Regulators have been eyeing ways to remove barriers that make it difficult for employers to automatically enroll workers into emergency savings accounts, something the 2006 Pension Protection Act did in 401(k) accounts. Due to the widespread adoption of automatic enrollment in workplace retirement accounts, employee participation has risen dramatically in recent years.
This month, Sen. Cory Booker (D., N.J.) introduced a bill to make it easier for employers to auto-enroll workers in emergency-savings accounts. (Workers would be able to opt out.) A bill sponsored by Sens. James Lankford (R., Okla.) and Michael Bennet (D., Co.) would allow workers one penalty-free annual withdrawal of up to $1,000 from a retirement account for emergency expenses. Employees would have to repay the money before taking another distribution.
The Consumer Financial Protection Bureau recently issued guidance employers can use to protect themselves against some liability when automatically enrolling workers in emergency savings accounts outside the 401(k).
Employers are responding to data that indicate workers are financially stressed.

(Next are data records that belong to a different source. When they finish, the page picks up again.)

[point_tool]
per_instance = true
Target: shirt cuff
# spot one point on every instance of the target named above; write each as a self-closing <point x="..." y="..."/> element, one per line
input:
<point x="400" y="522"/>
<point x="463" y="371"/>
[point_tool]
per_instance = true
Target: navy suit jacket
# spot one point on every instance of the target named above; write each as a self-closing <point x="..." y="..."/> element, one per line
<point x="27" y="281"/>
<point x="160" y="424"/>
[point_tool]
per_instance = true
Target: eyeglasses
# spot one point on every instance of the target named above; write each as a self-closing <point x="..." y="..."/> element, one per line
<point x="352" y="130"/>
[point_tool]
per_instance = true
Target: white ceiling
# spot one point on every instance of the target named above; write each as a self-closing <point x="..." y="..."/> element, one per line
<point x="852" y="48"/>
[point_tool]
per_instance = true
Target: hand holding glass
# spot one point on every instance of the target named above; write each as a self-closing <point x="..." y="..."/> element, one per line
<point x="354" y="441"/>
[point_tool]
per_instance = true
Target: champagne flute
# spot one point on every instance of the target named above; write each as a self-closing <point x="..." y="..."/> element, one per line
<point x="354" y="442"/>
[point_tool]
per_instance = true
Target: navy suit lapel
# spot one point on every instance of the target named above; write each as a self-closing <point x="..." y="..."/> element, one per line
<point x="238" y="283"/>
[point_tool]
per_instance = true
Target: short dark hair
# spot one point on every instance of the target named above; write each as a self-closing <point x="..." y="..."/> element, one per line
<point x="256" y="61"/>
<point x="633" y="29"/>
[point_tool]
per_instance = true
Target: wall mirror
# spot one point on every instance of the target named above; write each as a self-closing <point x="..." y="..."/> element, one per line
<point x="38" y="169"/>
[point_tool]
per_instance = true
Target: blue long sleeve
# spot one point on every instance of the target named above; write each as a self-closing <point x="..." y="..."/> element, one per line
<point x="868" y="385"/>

The Federal Reserve in 2019 reported that 37% of adults lack the funds to cover a $400 emergency. Nearly a quarter of the 11,000 respondents to a November 2020 Federal Reserve survey said they were worse off financially than a year before. Those who were laid off and people with less education were more likely to have fallen behind.
Record-keepers to 401(k) plans report that about 6% to 8% of account owners raided their retirement savings in 2020, up from 2% in a typical year.
Employers say workers who are stressed about money are often less productive. Among the 464 employers Willis Towers Watson surveyed, 34% said financial stress is creating workforce challenges such as absenteeism, up from 26% in 2017.
Becky Dillon, 31 years old, said an emergency savings account she began funding in 2019 through a program sponsored by her employer, Alorica Inc., helped her family weather the recession. Ms. Dillon, who works for a call center in Bluefield, W.Va., said she initially hesitated to sign up. “I was like, ‘I don’t need that. I can save money on my own,’ until I remembered that I wasn’t saving.”
Ms. Dillon received a $20 deposit from her employer-sponsored program when she linked her bank account to the SaverLife platform.
She said she also received $240 in matching funds for saving about $600 over six months. The savings, which came in part from eliminating fast food and grew to about $1,000 before the pandemic, enabled her family to make ends meet when her husband, a mechanic, had his hours reduced.
Letisha Lamb, a senior human resources generalist at Alorica, said “a large majority” of the Bluefield workforce, which typically numbers up to 300, have participated in the savings program, which is available through a partnership with the call center’s client, Intuit Inc. She said 75% of participants have saved $500 or more.
Recently, Ms. Dillon amassed enough in her emergency account to purchase a computer.
“Even saving a little bit can soften the blow of unexpected expenses,” she said. “If I hadn’t been able to buy the computer, that would have put me into credit card debt and could have caused a big spiral downward.”